Ray Train silent for 7 min

Hi,

I have a PyTorch script that trains in 1 GPU in a couple minutes.
I ported it to Ray Train to train over 4 GPUs, it printed the logs below, and then has been silent for 7 minutes, with GPU idle. Is there a verbose mode, for me to understand why things are slow/not happening?

(BaseWorkerMixin pid=6741) 2022-01-07 12:27:20,892	INFO torch.py:67 -- Setting up process group for: env:// [rank=0, world_size=4]
(BaseWorkerMixin pid=6729) 2022-01-07 12:27:20,892	INFO torch.py:67 -- Setting up process group for: env:// [rank=2, world_size=4]
(BaseWorkerMixin pid=6761) 2022-01-07 12:27:20,893	INFO torch.py:67 -- Setting up process group for: env:// [rank=3, world_size=4]
(BaseWorkerMixin pid=6749) 2022-01-07 12:27:20,892	INFO torch.py:67 -- Setting up process group for: env:// [rank=1, world_size=4]
2022-01-07 12:27:21,361	INFO trainer.py:178 -- Run results will be logged in: /home/ec2-user/ray_results/train_2022-01-07_12-27-16/run_001
(BaseWorkerMixin pid=6741) Downloading: "https://github.com/pytorch/vision/archive/v0.9.1.zip" to /home/ec2-user/.cache/torch/hub/v0.9.1.zip
(BaseWorkerMixin pid=6729) Downloading: "https://github.com/pytorch/vision/archive/v0.9.1.zip" to /home/ec2-user/.cache/torch/hub/v0.9.1.zip
(BaseWorkerMixin pid=6761) Downloading: "https://github.com/pytorch/vision/archive/v0.9.1.zip" to /home/ec2-user/.cache/torch/hub/v0.9.1.zip
(BaseWorkerMixin pid=6749) Downloading: "https://github.com/pytorch/vision/archive/v0.9.1.zip" to /home/ec2-user/.cache/torch/hub/v0.9.1.zip
(BaseWorkerMixin pid=6761) 2022-01-07 12:27:24,103	INFO torch.py:239 -- Moving model to device: cuda:3
(BaseWorkerMixin pid=6761) 2022-01-07 12:30:57,274	INFO torch.py:242 -- Wrapping provided model in DDP.

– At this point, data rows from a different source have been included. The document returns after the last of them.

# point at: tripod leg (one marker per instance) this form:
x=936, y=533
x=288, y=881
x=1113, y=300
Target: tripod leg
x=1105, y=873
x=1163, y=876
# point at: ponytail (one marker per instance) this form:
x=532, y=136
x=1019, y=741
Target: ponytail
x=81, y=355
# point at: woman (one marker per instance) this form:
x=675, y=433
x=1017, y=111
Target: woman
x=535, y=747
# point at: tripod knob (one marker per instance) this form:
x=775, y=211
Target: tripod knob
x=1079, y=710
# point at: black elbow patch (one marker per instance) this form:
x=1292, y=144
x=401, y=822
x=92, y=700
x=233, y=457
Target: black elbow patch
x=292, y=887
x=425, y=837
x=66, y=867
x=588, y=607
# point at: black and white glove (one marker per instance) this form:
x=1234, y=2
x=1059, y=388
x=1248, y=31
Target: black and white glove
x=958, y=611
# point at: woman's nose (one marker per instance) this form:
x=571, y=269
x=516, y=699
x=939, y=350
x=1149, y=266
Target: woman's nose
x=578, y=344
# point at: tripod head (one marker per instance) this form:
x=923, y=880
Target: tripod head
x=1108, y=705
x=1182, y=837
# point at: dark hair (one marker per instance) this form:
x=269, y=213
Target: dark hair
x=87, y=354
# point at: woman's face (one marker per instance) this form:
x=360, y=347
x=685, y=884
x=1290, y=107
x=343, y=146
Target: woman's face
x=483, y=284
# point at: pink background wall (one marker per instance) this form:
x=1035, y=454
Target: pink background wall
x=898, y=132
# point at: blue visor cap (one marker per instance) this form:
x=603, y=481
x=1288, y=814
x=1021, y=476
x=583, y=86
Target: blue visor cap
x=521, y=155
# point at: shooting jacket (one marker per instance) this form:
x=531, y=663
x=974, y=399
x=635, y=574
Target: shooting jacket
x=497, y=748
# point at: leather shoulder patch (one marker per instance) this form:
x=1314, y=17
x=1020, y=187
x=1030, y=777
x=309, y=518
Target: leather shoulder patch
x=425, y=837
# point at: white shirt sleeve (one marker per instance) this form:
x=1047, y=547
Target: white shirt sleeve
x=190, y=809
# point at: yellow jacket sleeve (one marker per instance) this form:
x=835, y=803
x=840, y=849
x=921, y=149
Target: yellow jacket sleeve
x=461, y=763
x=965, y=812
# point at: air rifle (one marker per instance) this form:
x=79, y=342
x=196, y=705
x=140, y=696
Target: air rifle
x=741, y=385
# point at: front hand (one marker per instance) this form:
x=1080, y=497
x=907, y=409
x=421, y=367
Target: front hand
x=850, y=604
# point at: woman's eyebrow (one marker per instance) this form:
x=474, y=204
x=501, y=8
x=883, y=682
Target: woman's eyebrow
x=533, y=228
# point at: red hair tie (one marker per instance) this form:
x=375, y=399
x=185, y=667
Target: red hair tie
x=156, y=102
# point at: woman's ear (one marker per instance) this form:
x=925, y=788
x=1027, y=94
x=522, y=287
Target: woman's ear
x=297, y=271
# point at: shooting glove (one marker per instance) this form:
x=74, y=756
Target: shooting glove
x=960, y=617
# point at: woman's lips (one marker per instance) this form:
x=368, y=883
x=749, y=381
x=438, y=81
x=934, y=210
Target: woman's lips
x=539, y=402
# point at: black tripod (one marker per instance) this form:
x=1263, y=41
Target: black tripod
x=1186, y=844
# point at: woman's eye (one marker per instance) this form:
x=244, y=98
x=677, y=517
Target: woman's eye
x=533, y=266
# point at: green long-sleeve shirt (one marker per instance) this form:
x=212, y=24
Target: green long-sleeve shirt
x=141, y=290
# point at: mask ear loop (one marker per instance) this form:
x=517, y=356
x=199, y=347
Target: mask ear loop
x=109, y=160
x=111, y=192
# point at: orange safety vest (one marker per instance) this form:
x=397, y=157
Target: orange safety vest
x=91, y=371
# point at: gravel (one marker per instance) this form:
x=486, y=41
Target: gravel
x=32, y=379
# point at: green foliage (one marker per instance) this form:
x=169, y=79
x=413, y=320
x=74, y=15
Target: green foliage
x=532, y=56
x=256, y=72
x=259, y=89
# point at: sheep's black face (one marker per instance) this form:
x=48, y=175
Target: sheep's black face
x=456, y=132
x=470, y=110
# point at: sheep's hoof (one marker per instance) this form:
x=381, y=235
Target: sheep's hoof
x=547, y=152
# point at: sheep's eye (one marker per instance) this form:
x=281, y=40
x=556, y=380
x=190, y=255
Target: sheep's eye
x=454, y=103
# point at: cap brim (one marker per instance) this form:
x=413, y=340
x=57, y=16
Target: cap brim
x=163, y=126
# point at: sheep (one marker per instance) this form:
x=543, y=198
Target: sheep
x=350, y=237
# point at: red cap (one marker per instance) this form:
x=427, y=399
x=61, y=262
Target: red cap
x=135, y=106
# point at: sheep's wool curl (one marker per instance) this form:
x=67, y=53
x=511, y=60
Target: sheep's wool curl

(it’s now 12:38 and no more logs have been created. GPU has never been active the whole time. I’m also curious why I have a “Moving model to device: cuda:3” while I need the model to go to all 4 devices?

Yeah this does look like something is hanging - one of the workers is executing the model preparation logic while the others are not. My intuition tells me there’s some sort of deadlock/contention going on here, but it’s not immediately clear to me where.

Could you share a reproducible script?

Another way you can debug is to use py-spy on the pid to see where exactly the script is stuck (e.g. for (BaseWorkerMixin pid=6741) you can run py-spy dump --pid 6741). This should at least provide some hint as to what’s causing this.